Его желание исполнилось. Это произошло вскоре после того, как он несколько раз получил от ворот поворот в своих попытках увести с пути истинного Кейт Куини и Элизабет Рамсдейл, причем получил скорее не от самих девушек, а от бдительных отцов обеих. За этими неудачами последовала еще одна — худшая. За мостками на Эйвоне, под старыми длинноволосыми ивами, где само место было предназначено для весенних утех, Мэгги Фрост с криком так оттолкнула его, что едва не убила, ударив рукой под дых, а коленом в пах. «Мне больно!» — взвизгнула она. А ему что, хорошо? «Могла бы и потерпеть» — проворчал он ей вслед, фыркая и утирая слезы. Вот оно — женское непостоянство — «то буду, то не буду». За эти мучения судьба улыбнулась ему смелыми карими глазами Энн из Шоттери, внучки одного из двенадцати старейшин Стратфорда. Их первая встреча произошла после Пасхи, когда Энн в очередной раз приехала с фермы в город погостить у своего деда и погулять на празднике. Уилл увидел ее на ярмарочной площади. Время от времени их семьи встречались и раньше. Когда-то давно, в годы благополучия, Джон даже выручил их, выплатив изрядную долю долгов ее отца. Уилл хорошо запомнил Энн. У нее были глубокие ямочки на щеках, особенно заметные, когда она улыбалась, казалось, их продавили горошинами, пока шла лепка ее лица. Это было забавно. А еще она чем-то напоминала кролика — большая, темноволосая, пушистая. Энн никогда не была толстой, но, будучи на дюйм выше Уилла, выглядела всегда крупнее его, даже когда он повзрослел. У нее были красивые руки, статные плечи и ставшая заметной еще в детстве мягкая округлая грудь. Она говорила без смущения, глядя прямо в глаза. Стоило перемолвиться с ней парой слов, и вы уже считали ее своей подругой.
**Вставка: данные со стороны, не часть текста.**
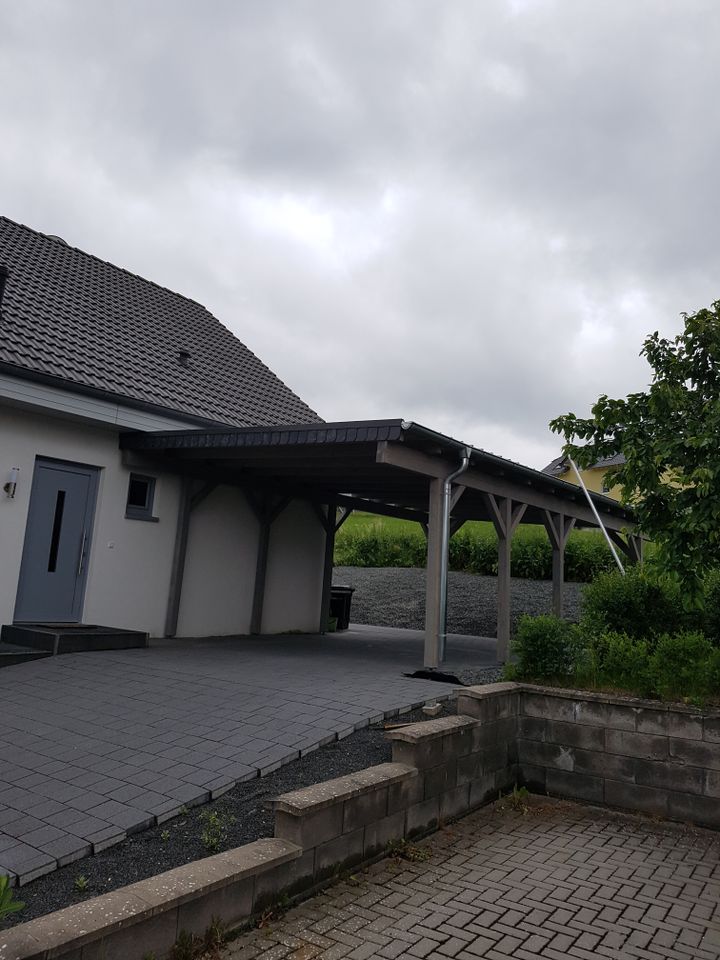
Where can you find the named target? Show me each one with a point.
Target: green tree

— Энн! Давно ли ты в городе? — окликнул ее Уилл, вставая из-за стола перед таверной, где решил выпить пива после долгого рабочего дня.
Энн улыбнулась.
— Уилл! И ты здесь!
— Составишь мне компанию?
— С радостью.
Она села напротив. Он поставил перед ней кружку и налил из кувшина.
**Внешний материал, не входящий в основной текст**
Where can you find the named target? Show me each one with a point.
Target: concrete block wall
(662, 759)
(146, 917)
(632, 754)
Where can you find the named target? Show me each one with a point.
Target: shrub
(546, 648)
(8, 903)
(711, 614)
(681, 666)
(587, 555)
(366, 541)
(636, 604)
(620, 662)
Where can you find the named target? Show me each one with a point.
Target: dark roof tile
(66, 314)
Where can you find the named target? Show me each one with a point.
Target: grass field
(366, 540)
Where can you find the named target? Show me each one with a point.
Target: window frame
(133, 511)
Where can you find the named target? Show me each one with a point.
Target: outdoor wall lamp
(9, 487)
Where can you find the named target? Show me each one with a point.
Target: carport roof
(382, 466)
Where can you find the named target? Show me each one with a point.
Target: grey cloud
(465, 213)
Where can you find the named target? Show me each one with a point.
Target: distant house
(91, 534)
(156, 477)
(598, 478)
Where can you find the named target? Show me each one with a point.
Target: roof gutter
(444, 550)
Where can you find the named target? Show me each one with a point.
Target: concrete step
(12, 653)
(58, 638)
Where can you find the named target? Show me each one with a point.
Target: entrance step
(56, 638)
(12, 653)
— Накупаешь подарки? — он кивнул на корзину.
— Да нет, обычное дело.
— Давно ты приехала?
— В субботу.
— А что к нам не заходишь?
— Загадала, сведет ли нас с тобой судьба!
Он смутился на мгновение, но тут же встрепенулся и заговорил по обыкновению быстро.
— Фортуна тебя не подвела. Вот мы и встретились. Какой же из этого вывод?
— Вывод такой — ты вырос, тебя и не узнать. Просто жених. Верно, и невеста у тебя уже есть?
— Нет. Я тоже гадал. По звездам. И все указывают на тебя, Энн. Все до единой.
Она рассмеялась.
— И давно тебе это выпало?
— В день Диктинны[69].
— Что это за Диктинна такая?
— Прозвание охотницы Дианы.
Она, улыбаясь, смотрела на него.
— У тебя теперь на все есть ответ, Уилл?
— А разве было иначе?
Она вновь усмехнулась.
— Пожалуй, не было. Тогда скажи, сколько тебе лет.
— Шестнадцать.
— Только что исполнилось?
— Два дня назад.
— А сколько мне лет, всезнайка?
— Для меня в тебе ровно столько лет, сколько я тебя знаю. А знаю я тебя лет… четырнадцать? И все эти годы ты снишься мне каждую ночь.
— Наглый лгунишка!
О, небеса! Она сказала это так, что он едва усидел на месте, будто его напоили не пивом, а любовным зельем.
— Может и так, — плохо слушающимся голосом сказал он. — Только, если и так, я, кажется, за свое вранье уже наказан.
— Как это?
— Если ты мне и не снилась прошлые четырнадцать лет, то теперь, кажется, будешь сниться до конца моих дней.
— Слушай, Уилл, помоги-ка мне с этой корзиной. Похоже, что пиво ударило тебе в голову или ты перегрелся.
— Вернее, и то и другое, — согласился он.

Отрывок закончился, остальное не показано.